8. Smart Homes Get Smart Security

Smart home device company Nest has added the Nest Cam Outdoor security camera, which uses artificial intelligence software to identify potential security threats, to its lineup of connected home devices. Unlike most security cameras that rely on simple motion detection, Nest Cam Outdoor uses a machine learning system to differentiate between non-threatening movements and sounds, such as a moving tree branch, and humans, to notify owners of a potential security threat. Nest Cam Outdoor also links with other connected home products to promote home security, such as automatically turning on indoor lighting to mimic someone being home, if it detects a person outside late at night.
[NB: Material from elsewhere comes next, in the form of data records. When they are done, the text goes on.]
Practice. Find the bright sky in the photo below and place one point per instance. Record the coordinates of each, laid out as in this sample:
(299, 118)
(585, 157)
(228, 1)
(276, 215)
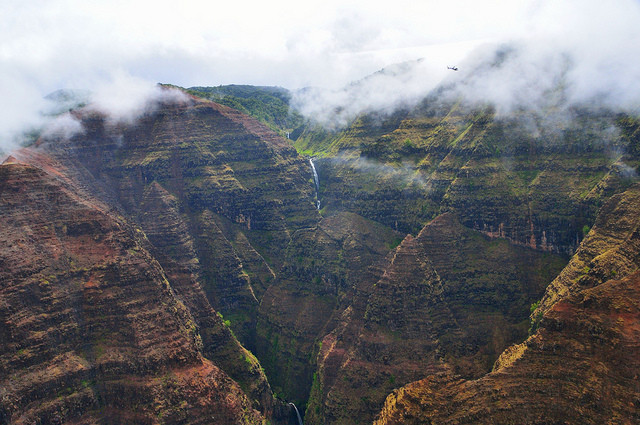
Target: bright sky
(50, 44)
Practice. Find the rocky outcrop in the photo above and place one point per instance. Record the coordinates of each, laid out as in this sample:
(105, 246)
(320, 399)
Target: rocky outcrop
(450, 299)
(530, 178)
(610, 250)
(579, 367)
(324, 267)
(91, 328)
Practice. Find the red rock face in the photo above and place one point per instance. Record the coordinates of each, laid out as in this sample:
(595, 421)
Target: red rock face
(450, 299)
(581, 367)
(89, 324)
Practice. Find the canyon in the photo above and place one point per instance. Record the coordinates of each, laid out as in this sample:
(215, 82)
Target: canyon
(438, 264)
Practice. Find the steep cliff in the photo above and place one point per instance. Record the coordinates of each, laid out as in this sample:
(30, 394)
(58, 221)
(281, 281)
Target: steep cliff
(450, 299)
(536, 178)
(91, 327)
(579, 367)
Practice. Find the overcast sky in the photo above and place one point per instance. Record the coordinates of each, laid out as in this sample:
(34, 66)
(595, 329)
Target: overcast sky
(50, 44)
9. Measuring Literacy Rates with Mobile Data

Pål Sundsøy, a researcher at Norwegian-based telecommunications provider Telenor, has developed a method to determine literacy rates in developing countries by using machine learning algorithms to analyze mobile phone call records. Sundsøy matched survey data on thousands of mobile phone users in a developing country with Telenor’s call records to build a model network of each user to determine who they call, where they call from, and other mobile usage data. Then, using machine learning algorithms, Sundsøy was able to identify phone usage patterns that serve as reliable indicators of literacy, such as where users spend their time, differences in volume between incoming and outgoing text messages, and size of social network, and predict whether or not an individual is literate with 70 percent accuracy. This technique could help provide international aid efforts with granular data about areas with low literacy rates.
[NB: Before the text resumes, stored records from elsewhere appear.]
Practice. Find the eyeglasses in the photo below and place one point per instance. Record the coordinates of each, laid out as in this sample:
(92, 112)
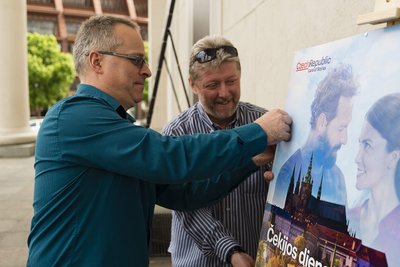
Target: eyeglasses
(209, 54)
(137, 60)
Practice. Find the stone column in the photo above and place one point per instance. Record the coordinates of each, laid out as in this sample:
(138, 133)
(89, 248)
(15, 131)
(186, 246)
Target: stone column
(16, 137)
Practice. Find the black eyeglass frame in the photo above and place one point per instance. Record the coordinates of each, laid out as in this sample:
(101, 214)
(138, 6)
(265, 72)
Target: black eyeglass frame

10. Building a Social Network for Data Innovation

A new online social network called Data.World has launched to help data scientists connect with each other and access and analyze datasets. The developers of Data.World created the platform to make it easier for data scientists to find useful data, which they believe has hindered valuable research, and provide them with a freely accessible and useful infrastructure for data sharing. Data.World is working with the U.S. National Science Foundation to host the Census Bureau’s open data on the platform and allow users to combine public data sources with private datasets for their own analysis, collaborate with other users working on the same datasets, and host and share their own datasets.